Naturally, AT&T was pleased to get the support. “These chief state law enforcement officers understand their respective state’s needs and see the merger as advancing the public interest,” said Wayne Watts, senior executive vice president and general counsel of AT&T, in a statement. “Their call for federal regulators to expeditiously review and approve the merger further builds on our unprecedented nationwide support from federal, state and local elected officials, national unions, non-profit organizations, and high-tech and venture capital firms.”
Earlier this month, AGs in Arizona, Florida, Hawaii, Illinois, Minnesota, New York, Pennsylvania, Texas and Washington asked Sprint to provide them with unredacted copies of documents it had filed earlier with the FCC about the AT&T deal.

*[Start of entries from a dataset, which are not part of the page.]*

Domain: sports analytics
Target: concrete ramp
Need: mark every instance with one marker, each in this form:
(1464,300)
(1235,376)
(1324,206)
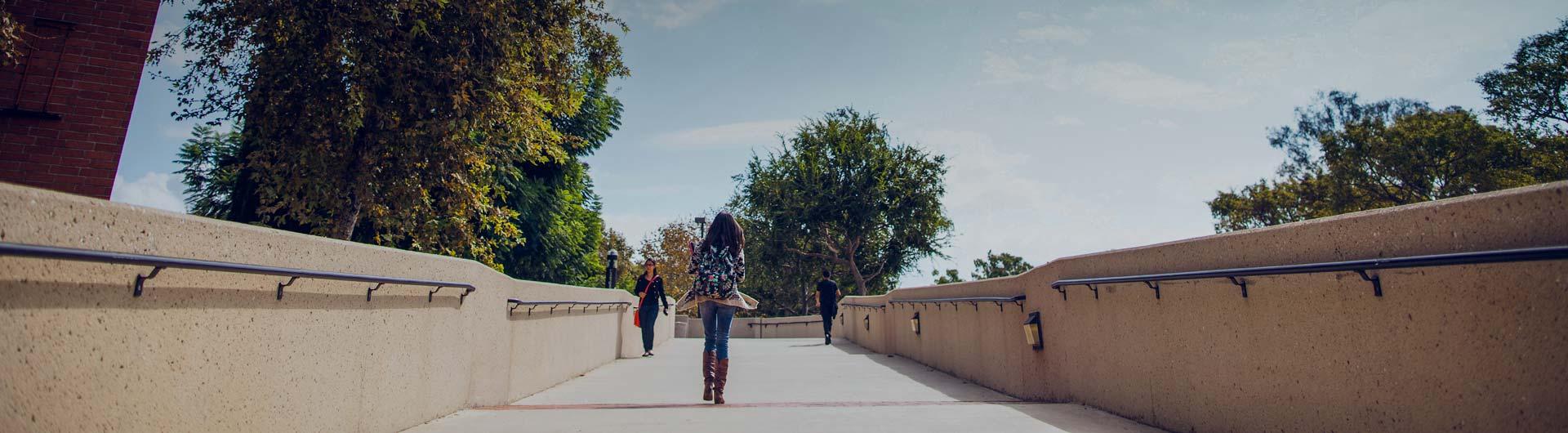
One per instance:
(778,385)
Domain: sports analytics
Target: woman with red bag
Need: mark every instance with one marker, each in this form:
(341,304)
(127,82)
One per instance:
(719,266)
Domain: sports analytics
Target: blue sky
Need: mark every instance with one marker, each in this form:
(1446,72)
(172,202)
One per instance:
(1071,126)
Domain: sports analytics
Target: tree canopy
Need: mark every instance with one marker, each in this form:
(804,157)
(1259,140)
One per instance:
(670,247)
(841,194)
(1346,156)
(993,266)
(390,121)
(1530,92)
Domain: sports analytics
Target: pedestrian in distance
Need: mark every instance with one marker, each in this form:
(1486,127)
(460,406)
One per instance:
(828,305)
(649,295)
(719,266)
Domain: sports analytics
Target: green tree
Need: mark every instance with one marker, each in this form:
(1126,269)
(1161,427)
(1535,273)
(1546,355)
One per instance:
(1530,96)
(613,240)
(947,278)
(10,39)
(840,192)
(386,121)
(1530,92)
(1346,156)
(993,266)
(209,165)
(559,214)
(671,247)
(996,266)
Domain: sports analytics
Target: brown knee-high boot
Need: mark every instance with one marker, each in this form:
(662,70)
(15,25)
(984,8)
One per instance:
(707,375)
(720,377)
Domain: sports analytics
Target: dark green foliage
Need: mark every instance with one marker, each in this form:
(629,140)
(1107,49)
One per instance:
(993,266)
(390,121)
(557,209)
(841,194)
(947,278)
(1346,156)
(209,167)
(1530,92)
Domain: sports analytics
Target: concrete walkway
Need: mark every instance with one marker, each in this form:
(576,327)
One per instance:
(778,385)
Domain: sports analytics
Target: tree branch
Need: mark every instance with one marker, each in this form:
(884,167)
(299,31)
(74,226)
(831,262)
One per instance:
(819,256)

In a statement yesterday, Sprint spokesman John Taylor noted that the AGs from 11 states are actively investigating the takeover. Sprint is cooperating with their investigations and stands ready to cooperate with any other Attorneys General that are looking into the competitive impacts of the deal.
On Tuesday of this week, Louisiana Attorney General James “Buddy” Caldwell told the AGs of Arkansas and Utah that his agency believes a statement in support of the merger is premature. His office is still reviewing information gathered from other states and monitoring regulatory developments at the federal and state levels, particularly in the area of economic models used in the merger proposal.